İletişim çağının ayrıcalıkları görsel yayınların her
ayrıntısında kendini göstermektedir. İşte bunu müspet kılmak da bizim
elimizdedir. İki saatlik filmin vereceği mesajı ve bu mesajı
ulaştırabileceğiniz kitlenin büyüklüğüne ve bu kitleye vereceğiniz doğru bilgi
ve mesajı belki yıllar hatta asırlar içinde bile yapamayabilirsiniz. Bu yüzden
TRT kazandığı bu ivmeyi devletin verdiği sonsuz destekle daha da yukarı
çıkarmakla yetinmeden, yumuşak gücünü daha fazla hissettirecektir.
Tarihimizi daha anlaşılır kılmak adına, kültürel
değerlerimize ve âli hedeflerimizin hizmetine dizi,belgefim vd. çalışmalarla
katkı sunmak için ülkemizin en parlak yüzü olmaya devam etmelidir TRT. Kadim bir
şuur, ruhi bir aidiyetle işini götüren TRT’nin omuzlarındaki yük her
zamankinden daha ağırdır. Bu konuda TRT’nin başında çok dirayetli bir yönetim
olduğunu biliyor oluşumuz yüreğimize su serpmektedir.
Anlatmak istediğimizi somutlaştıracak olursak naçizane, bu
güzide kurumdan şahsi beklentilerimi şöyle ifade edebilirim: Çağrı sinema
filminden sonra İslam aleminde bu çapta bir film yapılabilmiş değildir. TRT
sahip olduğu saha, prodüksiyon ve azim avantaşlarını Çağrı filmine benzerfilm
ve çalışmalara girişerek taçlandırabilir.
Diriliş, Payitaht Abdülhamit, Kuruluş Osman, Aşkın Yolculuğu
gibi çalışmaların oluşturduğu bilinci ve bu bilincin değerini ifade etmek
mümkün değildir. Örneğin tasavvufa dair bir Mevlana dizisi veya sinema filmi
hazırlamak hazırlatmak çok ciddi bir sükse oluşturacaktır. Bu konuda isim
önerim: Mevlevi Mesajı. Tarihimiz ve değerlerimizle insanlık için
barındırdığımız öğretileri her zamankinden daha çok TRT vesilesiyle gün ışığına
çıkarmaya dünyanın ihtiyacı vardır.
TRT her zamankinden daha çok çalışarak, iletişim çağı ve
sosyal medyanın beraberinde getirdi sığ, asparagas ve yozlaştırıcı hegamonyayı
kırmalıdır, kıracaktır. Bu gayeyle ciddi bir azim görmekteyiz; lakin TRT’den
uygarlığımızın tanı’mı ve tanıt’ımına damga vurmasını beklemek hakkımızdır;
çünkü TRT ailesi bu büyük hayal ve bu gayeye muktedirdir.
TRT’nin vereceği
ilhamla yeni nesil önünü bir başka görecektir. Günümüz medyası maalesef
insanlığa insanın taşıyabileceğinden daha büyük dezavantajlar sunmaktadır.

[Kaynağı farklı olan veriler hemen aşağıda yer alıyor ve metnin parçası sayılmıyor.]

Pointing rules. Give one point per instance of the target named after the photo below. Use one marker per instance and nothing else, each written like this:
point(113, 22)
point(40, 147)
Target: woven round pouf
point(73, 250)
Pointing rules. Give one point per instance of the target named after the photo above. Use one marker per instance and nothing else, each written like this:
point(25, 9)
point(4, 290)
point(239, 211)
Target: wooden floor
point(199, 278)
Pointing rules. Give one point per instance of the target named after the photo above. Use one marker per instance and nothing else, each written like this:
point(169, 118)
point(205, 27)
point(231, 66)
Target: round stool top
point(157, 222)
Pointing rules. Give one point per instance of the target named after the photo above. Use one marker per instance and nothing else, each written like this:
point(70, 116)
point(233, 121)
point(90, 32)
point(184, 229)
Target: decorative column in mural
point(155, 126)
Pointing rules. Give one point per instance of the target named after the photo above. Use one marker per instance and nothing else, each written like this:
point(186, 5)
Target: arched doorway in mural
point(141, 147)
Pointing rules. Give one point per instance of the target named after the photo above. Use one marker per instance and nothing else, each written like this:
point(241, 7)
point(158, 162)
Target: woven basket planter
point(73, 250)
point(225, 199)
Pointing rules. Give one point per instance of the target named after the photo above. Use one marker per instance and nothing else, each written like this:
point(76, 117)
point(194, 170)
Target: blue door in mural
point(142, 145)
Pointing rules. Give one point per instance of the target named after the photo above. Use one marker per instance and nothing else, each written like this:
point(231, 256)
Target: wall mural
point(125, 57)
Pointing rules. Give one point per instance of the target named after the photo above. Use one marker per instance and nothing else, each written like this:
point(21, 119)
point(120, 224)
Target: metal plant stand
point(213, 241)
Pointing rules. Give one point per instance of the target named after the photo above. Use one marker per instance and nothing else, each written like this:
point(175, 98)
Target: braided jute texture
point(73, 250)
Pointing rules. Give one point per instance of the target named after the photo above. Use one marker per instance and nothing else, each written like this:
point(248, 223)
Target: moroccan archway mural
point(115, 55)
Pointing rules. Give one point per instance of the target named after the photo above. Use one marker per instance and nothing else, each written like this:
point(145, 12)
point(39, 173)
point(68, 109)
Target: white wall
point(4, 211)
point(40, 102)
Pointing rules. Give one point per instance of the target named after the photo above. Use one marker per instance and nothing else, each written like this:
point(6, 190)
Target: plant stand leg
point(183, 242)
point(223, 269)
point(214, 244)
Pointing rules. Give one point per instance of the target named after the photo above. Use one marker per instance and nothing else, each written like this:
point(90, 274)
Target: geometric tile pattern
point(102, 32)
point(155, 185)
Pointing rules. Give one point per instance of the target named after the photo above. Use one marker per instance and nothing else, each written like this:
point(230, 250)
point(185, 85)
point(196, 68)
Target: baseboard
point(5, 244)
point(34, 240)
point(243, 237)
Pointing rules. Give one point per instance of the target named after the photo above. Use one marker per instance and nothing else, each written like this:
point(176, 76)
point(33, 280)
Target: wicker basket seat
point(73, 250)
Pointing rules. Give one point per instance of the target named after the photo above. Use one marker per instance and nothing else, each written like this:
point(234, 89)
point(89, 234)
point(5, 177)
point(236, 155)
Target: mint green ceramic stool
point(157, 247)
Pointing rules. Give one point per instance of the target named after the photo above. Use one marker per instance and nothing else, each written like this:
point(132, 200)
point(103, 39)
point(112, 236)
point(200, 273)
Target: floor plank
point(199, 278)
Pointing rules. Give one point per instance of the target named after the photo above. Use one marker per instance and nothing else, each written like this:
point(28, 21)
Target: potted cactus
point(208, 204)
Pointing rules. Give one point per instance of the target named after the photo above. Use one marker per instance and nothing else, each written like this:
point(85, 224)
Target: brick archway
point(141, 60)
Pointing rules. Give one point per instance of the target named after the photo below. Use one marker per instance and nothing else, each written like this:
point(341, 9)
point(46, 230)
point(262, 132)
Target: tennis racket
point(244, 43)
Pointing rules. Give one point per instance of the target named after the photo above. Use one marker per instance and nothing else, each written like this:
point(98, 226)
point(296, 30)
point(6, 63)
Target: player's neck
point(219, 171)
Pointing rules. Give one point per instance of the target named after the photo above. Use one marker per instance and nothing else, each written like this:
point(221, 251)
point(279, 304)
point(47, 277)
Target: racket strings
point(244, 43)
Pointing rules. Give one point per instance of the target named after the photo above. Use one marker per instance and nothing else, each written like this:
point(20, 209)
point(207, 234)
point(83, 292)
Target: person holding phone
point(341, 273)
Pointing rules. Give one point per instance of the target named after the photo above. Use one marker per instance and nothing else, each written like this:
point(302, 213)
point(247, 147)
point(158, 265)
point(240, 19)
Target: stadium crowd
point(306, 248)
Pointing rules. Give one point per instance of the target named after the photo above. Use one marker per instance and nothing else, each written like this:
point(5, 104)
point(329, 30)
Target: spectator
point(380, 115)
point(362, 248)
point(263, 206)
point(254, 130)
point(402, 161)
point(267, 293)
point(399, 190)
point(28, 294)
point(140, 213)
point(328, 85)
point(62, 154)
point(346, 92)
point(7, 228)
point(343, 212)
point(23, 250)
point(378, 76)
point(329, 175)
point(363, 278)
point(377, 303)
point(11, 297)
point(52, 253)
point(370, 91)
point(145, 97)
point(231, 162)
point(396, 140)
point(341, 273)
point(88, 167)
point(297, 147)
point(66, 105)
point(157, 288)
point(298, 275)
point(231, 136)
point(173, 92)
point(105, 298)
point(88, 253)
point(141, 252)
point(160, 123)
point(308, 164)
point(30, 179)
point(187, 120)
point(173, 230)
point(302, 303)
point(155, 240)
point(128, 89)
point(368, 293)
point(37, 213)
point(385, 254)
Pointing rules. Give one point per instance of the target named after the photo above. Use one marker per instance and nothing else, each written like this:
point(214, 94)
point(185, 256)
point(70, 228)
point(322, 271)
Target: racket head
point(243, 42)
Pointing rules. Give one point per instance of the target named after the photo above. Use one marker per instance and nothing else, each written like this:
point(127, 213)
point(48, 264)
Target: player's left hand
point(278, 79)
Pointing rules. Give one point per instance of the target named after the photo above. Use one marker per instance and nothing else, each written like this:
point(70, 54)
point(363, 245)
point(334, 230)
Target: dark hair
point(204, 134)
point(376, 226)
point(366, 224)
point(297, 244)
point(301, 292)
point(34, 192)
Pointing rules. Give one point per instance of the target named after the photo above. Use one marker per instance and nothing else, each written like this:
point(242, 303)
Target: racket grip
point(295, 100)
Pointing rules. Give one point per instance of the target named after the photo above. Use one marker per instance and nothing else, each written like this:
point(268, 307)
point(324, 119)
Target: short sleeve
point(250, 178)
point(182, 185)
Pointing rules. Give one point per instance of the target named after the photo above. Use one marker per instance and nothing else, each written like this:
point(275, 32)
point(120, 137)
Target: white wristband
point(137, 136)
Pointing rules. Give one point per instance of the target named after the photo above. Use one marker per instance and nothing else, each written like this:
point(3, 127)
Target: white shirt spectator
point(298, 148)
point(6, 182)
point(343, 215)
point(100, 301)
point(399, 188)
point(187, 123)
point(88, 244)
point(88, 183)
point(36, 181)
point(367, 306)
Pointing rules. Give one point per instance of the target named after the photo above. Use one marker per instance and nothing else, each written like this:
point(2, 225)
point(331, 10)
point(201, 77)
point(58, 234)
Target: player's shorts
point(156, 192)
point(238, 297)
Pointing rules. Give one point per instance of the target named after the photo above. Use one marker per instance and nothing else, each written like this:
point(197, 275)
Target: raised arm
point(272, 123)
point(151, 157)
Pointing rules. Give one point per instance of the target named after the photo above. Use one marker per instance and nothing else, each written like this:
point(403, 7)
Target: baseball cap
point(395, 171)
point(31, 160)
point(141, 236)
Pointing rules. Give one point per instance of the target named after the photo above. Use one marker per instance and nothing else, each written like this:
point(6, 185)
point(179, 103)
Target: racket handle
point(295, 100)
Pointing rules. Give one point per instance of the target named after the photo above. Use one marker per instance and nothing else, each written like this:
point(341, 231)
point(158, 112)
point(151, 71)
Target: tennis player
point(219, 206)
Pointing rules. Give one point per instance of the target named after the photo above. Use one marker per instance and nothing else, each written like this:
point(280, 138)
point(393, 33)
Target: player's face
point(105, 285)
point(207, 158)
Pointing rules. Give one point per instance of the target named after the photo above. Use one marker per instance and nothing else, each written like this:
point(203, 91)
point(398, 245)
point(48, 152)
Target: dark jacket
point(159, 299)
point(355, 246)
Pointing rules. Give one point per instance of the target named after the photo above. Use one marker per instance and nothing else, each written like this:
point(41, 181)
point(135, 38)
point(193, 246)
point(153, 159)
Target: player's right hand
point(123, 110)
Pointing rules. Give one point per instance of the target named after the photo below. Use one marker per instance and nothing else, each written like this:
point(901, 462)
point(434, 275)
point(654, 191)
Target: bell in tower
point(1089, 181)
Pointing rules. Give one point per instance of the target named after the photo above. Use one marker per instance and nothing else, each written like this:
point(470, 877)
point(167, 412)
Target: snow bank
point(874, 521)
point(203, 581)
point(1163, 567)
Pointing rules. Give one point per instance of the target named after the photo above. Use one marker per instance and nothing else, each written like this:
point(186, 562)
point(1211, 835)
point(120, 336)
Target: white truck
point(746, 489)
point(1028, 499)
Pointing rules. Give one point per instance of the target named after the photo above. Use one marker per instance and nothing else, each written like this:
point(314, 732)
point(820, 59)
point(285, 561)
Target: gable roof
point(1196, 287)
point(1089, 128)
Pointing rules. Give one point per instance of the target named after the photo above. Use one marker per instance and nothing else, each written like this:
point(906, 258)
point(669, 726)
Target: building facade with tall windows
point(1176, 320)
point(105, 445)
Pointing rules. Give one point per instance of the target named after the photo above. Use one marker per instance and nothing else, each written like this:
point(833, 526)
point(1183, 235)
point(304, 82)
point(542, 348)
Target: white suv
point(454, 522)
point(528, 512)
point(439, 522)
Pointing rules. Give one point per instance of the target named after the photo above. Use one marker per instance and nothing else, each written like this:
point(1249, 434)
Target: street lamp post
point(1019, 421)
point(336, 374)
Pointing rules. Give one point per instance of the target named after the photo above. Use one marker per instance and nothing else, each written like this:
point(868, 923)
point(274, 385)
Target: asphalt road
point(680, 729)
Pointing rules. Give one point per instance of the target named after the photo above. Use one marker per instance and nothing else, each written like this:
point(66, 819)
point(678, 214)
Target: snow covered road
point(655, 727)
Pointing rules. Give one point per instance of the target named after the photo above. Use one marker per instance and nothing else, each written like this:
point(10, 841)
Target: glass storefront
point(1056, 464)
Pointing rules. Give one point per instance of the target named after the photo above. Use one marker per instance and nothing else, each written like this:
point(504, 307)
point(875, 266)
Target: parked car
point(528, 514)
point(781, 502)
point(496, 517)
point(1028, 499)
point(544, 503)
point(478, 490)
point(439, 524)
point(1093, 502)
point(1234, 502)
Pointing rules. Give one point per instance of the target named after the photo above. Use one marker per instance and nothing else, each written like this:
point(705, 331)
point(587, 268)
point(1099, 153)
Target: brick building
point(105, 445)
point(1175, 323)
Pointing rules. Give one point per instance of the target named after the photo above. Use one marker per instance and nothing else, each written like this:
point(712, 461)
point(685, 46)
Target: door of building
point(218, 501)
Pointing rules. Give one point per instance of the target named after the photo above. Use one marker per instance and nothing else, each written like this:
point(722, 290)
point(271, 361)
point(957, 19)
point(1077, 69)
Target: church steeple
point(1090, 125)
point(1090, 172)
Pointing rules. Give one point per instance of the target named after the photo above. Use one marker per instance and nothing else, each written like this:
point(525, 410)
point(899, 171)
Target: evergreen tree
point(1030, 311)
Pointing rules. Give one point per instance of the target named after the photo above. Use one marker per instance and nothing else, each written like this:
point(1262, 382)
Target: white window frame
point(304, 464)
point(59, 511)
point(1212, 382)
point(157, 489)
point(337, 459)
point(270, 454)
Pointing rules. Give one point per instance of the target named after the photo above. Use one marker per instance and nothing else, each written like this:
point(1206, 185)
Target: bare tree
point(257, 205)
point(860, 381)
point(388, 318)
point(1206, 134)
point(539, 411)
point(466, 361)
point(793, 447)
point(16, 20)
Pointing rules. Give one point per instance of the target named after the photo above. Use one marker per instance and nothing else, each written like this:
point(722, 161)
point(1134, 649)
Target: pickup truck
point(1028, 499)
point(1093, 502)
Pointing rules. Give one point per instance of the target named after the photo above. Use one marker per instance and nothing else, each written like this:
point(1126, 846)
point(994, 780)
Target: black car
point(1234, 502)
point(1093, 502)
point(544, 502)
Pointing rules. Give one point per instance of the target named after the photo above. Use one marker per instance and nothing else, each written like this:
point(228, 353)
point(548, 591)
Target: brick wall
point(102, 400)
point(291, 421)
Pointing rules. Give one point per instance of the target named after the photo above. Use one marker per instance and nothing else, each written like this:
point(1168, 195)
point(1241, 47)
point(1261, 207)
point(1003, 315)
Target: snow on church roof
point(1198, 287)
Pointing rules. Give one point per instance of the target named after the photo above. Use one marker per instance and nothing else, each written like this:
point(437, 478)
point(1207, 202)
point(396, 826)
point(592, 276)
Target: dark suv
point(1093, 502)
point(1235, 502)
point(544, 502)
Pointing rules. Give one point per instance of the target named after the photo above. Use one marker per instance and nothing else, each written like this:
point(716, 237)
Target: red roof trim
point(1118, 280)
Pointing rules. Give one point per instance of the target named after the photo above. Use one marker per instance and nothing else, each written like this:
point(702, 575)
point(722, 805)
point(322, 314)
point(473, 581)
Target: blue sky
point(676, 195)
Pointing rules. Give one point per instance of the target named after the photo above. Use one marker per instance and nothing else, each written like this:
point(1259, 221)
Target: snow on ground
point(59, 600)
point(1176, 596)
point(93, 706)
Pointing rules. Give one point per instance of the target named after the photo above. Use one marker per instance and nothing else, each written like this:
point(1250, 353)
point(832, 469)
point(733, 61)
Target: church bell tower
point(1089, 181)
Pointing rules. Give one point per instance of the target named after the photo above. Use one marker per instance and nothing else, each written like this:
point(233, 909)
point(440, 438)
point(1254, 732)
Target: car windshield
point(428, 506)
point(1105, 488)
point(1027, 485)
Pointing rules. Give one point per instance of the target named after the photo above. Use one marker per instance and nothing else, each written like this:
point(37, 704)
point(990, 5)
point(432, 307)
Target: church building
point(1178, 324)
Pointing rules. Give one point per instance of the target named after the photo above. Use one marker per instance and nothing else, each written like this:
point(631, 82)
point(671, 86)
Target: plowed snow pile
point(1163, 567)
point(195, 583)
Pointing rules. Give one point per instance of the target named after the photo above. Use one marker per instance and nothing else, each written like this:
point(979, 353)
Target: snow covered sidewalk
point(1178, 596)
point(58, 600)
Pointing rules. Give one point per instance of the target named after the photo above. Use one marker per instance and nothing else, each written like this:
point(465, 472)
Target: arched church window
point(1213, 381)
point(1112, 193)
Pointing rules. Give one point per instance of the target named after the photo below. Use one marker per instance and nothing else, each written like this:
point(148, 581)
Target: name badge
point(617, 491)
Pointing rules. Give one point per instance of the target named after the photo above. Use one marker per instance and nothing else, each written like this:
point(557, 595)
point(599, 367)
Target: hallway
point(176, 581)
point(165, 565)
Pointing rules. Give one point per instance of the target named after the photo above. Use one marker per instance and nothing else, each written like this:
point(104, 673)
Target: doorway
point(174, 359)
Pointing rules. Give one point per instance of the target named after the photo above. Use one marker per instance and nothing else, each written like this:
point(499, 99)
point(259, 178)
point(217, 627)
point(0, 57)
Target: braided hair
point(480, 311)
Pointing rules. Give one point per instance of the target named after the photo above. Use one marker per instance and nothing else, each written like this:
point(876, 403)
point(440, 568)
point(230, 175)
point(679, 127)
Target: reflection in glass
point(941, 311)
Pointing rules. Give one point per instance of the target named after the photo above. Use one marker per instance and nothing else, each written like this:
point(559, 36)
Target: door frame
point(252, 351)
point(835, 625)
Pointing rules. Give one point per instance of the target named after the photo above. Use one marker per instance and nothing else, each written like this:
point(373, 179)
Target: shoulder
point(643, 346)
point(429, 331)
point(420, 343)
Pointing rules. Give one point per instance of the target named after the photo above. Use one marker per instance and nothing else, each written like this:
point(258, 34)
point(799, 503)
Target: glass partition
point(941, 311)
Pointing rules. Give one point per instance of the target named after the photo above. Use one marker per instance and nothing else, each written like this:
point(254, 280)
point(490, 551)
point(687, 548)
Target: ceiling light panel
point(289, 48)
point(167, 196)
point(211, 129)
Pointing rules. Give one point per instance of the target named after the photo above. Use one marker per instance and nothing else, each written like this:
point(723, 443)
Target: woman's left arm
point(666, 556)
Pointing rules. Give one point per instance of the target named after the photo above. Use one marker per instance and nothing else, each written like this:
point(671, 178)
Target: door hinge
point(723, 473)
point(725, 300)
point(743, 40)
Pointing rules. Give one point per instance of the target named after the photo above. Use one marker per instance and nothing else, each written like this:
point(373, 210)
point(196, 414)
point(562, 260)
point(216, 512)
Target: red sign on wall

İnsanı insan yapan doktrinlerin aşınmasına hatta ortadan kalkmasına ‘altın
vuruş’ yapan günümüz medyasının bu tarihi vebalinin günahını minimize etmek için gayretler üstü gayretlerle TRT
ibreyi olumlu istikamete döndürebilecektir. Son dönemlerinde TRT’nin doğru
bilgi, ‘gönül’ merkezli çalışmaları TRT’den beklentileri ziyadesiyle
arttırmaktadır. Bu haklı beklenti inşallah karşılığını daha fazla bulacak ve
TRT adlı markamız yüz akımız olmaya devam edecektir. TRT, değerlerimizin
sesidir. Bu bilince hizmet eden tüm TRT ailesine ve başta Yönetim Kurlu başkanı
olmak üzere TRT’nin tüm çalışanlarına selam, tebrik ve takdirlerimizi sunmayı
vazife biliyor ve Türkiye’yle beraber dünyanın TRT’yi yakından merakla takip
ettiğini hatırlatır ve daha büyük başarı için muvaffakiyetler diliyorum.